Schweizer Presserat - Conseil suisse de la presse - Consiglio svizzero della stampa
Media Service: Schweizer Presserat
Stellungnahme 58/2010
(www.presserat.ch/28530.htm)
«Fall Hirschmann»
Un document
Interlaken (ots)
- Hinweis: Hintergrundinformationen können kostenlos im pdf-Format unter http://presseportal.ch/de/pm/100018292 heruntergeladen werden -
Thema: Privatsphäre / Unschuldsvermutung / Verbreitung von Gerüchten / Anhörung bei schweren Vorwürfen / Medienhypes
Zusammenfassung
Presserat appelliert an Augenmass der Journalist/innen
Zum Medienhype rund um den «Fall Hirschmann»
Der Journalistenkodex liefert keine Patentrezepte, um unerwünschte Auswüchse der Medienfreiheit wie den Medienhype rund um den «Fall Hirschmann» zu verhindern. Der Presserat appelliert jedoch an die Medienschaffenden, die berufsethischen Regeln gerade auch bei solchen Medienhypes zu beachten und bei redaktionellen Entscheiden auch die Wirkungen zu berücksichtigen, die eine Lawine von Medienberichten für die davon Betroffenen hat.
Nach der Verhaftung von Carl Hirschmann, Betreiber des Zürcher Nachtclubs St Germain, überschlugen sich Ende 2009 und Anfang 2010 die Medienberichte während Wochen.

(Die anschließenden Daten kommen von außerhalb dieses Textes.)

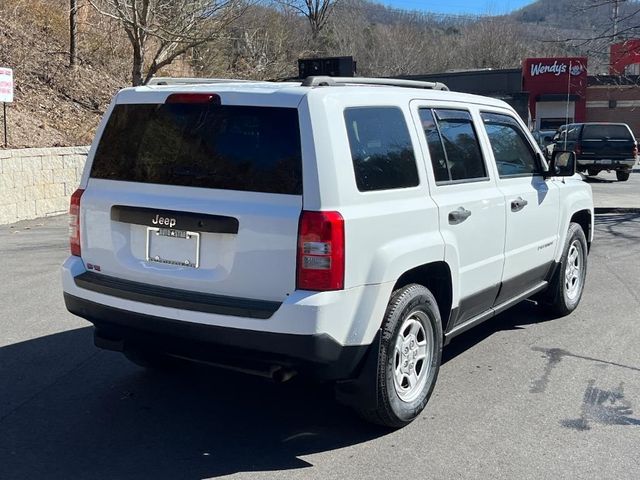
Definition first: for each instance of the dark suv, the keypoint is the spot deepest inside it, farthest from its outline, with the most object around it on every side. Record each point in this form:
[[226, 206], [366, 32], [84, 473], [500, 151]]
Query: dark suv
[[599, 146]]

Carl Hirschmann wandte sich daraufhin mit einer Beschwerde an den Presserat, die sich vornehmlich gegen die Ringier-Medien richtete. Diese seien nach seiner Wahrnehmung die treibenden Kräfte in der «medialen Exekution» gewesen seien. Der Presserat beurteilt in seiner Stellungnahme nicht einzelne Medienberichte (von mehreren hundert), sondern beschränkt sich auf Erwägungen zu den wichtigsten Grundsatzfragen.
So dürften Medien über Boulevardprominente auch in weniger angenehmem Zusammenhang identifizierend berichten, sofern ein Zusammenhang mit dem Grund der Prominenz und dem Gegenstand der Berichterstattung besteht. Ebenso verstosse eine massive Medienberichterstattung über ein hängiges Strafverfahren nicht gegen die Unschuldsvermutung, sofern die einzelnen Berichte darauf hinweisen, dass noch keine rechtkräftige Verurteilung erfolgt ist und sofern eine von der veröffentlichten Meinung unabhängige richterliche Beurteilung nach wie vor gewährleistet erscheint.
Hingegen sollten sich Redaktionen bei Recherchen über Strafverfahren nicht dazu verleiten lassen, blosse Gerüchte und Verdächtigungen ungeprüft zu veröffentlichen, um so möglichst täglich Neuigkeiten über einen «Fall» bringen zu können. Zudem erinnert der Presserat daran, dass Medienschaffende bei Personen in Untersuchungshaft vor der Veröffentlichung schwerer Vorwürfe verpflichtet sind, einen allfälligen Vertreter zu kontaktieren und dessen Stellungnahme einzuholen. Ist weder der Betroffene noch ein Vertreter für eine Stellungnahme erreichbar, ist dies im Medienbericht ausdrücklich zu vermerken.
Und auch wenn die einzelnen Journalist/innen und Redaktionen nicht für die Gesamtwirkung eines Medienhypes verantwortlich sind, sollten sie von ihrem Ermessen bei der Auswahl der zu veröffentlichenden Informationen in verantwortlicher Weise Gebrauch machen. Bei ihrer Abwägung sollten sie auch die Wirkung berücksichtigen, welche eine Lawine von Medienberichten für die davon Betroffenen hat - ganz zu schweigen von der Verdrängung relevanter Themen.